L’autore è Mariano Lanziani, artista di origini lauriote conosciuto soprattutto per la sua attività pittorica di matrice religiosa e operante per lo più in terra lucana.

Nell’opera è raffigurato Gesù crocifisso con ai suoi piedi la Vergine, Maria Maddalena e San Giovanni Evangelista.

Il Lanziani ambienta il fatto sacro in uno scenario naturalistico caratterizzato da pochi elementi; difatti come ben sappiamo la Crocifissione si svolse sul monte Golgota, ed è proprio uno scenario naturalistico, montuoso quello dipinto dal pittore come proscenio sul quale si svolgono i fatti rappresentati. A far da sfondo alla Crocifissione una veduta di città, purtroppo i pochi elementi architettonici dipinti non permettono di individuare la città di riferimento, ma la si potrebbe definire come una città ideale. Forse, questa scelta compositiva è stata fatta per conferire maggiore rilevanza alla raffigurazione del “Sacro” senza troppi orpelli che avrebbero potuto distogliere l’attenzione dello spettatore.

Da notare è anche l’importanza data al cielo, il quale occupa i ¾ dello sfondo,  un cielo simbolico il cui colore reso quasi a sfumature che gli conferiscono una tonalità rossa aranciata, fa riferimento al colore cardine della Passione di Cristo.

Protagonista assoluto della scena è Gesù, rappresentato sulla croce di legno, su cui è visibile la scritta INRI (Jesus Nazarenus Rex Iudaeorum). L’artista fedele all’iconografia classica lo dipinge seminudo coperto solo da un drappo bianco, ciò rende ben visibili le ferite sul suo corpo. Gesù ha le mani e i piedi sanguinanti per essere stati trafitti dai chiodi con i quali fu messo in croce e un’altra ferita al costato che fu realizzata da un soldato che lo colpì con la lancia. Il volto di Cristo, con il capo circondato dalla corona di spine e dall’aureola non ha un’espressione sofferente, ma al contrario sembra quasi calmo, imperturbabile come se niente potesse più fargli del male.

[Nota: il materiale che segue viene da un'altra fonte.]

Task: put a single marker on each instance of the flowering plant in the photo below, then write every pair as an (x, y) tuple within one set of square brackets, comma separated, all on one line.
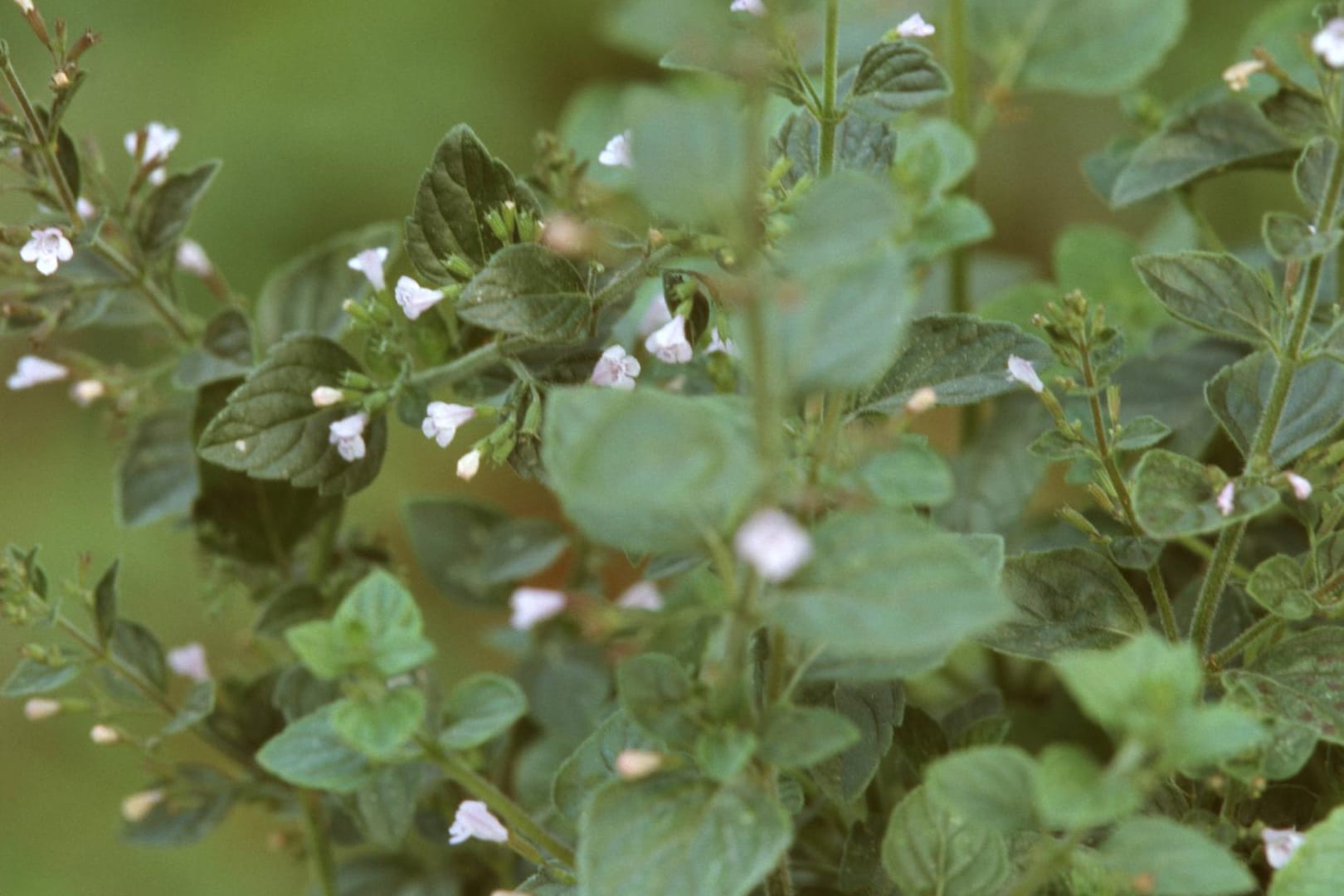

Alla sua sinistra la Madonna vestita nei colori canonici del blu e del rosso, che richiamano rispettivamente il colore celestiale della divinità e il colore terreno, l’esistenza terrena.  La Madonna è resa con le mani giunte in segno di preghiera mentre il suo volto ed il suo sguardo sofferente e a tratti preoccupato sono rivolti verso suo figlio. Alla base della Croce ai piedi di Cristo è Maria Maddalena, raffigurata con i tipici capelli lunghi sciolti, il volto sofferente, mentre sembra quasi che con le mani stia raccogliendo il sangue che fuoriesce dalle ferite ai piedi di Gesù. Alla destra di Cristo vi è Giovanni l’Evangelista, il più giovane e il prediletto tra gli apostoli. Nella scena della Crocifissione egli occupa un posto privilegiato accanto alla croce con la Madonna che Cristo gli affida in punto di morte. San Giovanni è detto in tale contesto “dolente”, e ben lo si percepisce sia dalla sua espressione sia dal modo in cui ha le mani intrecciate e rivolte verso il basso. Questa iconografia si  ritrova spesso nelle rappresentazioni del santo è presente infatti in diverse opere, tra cui il Trittico Galitzin del Perugino.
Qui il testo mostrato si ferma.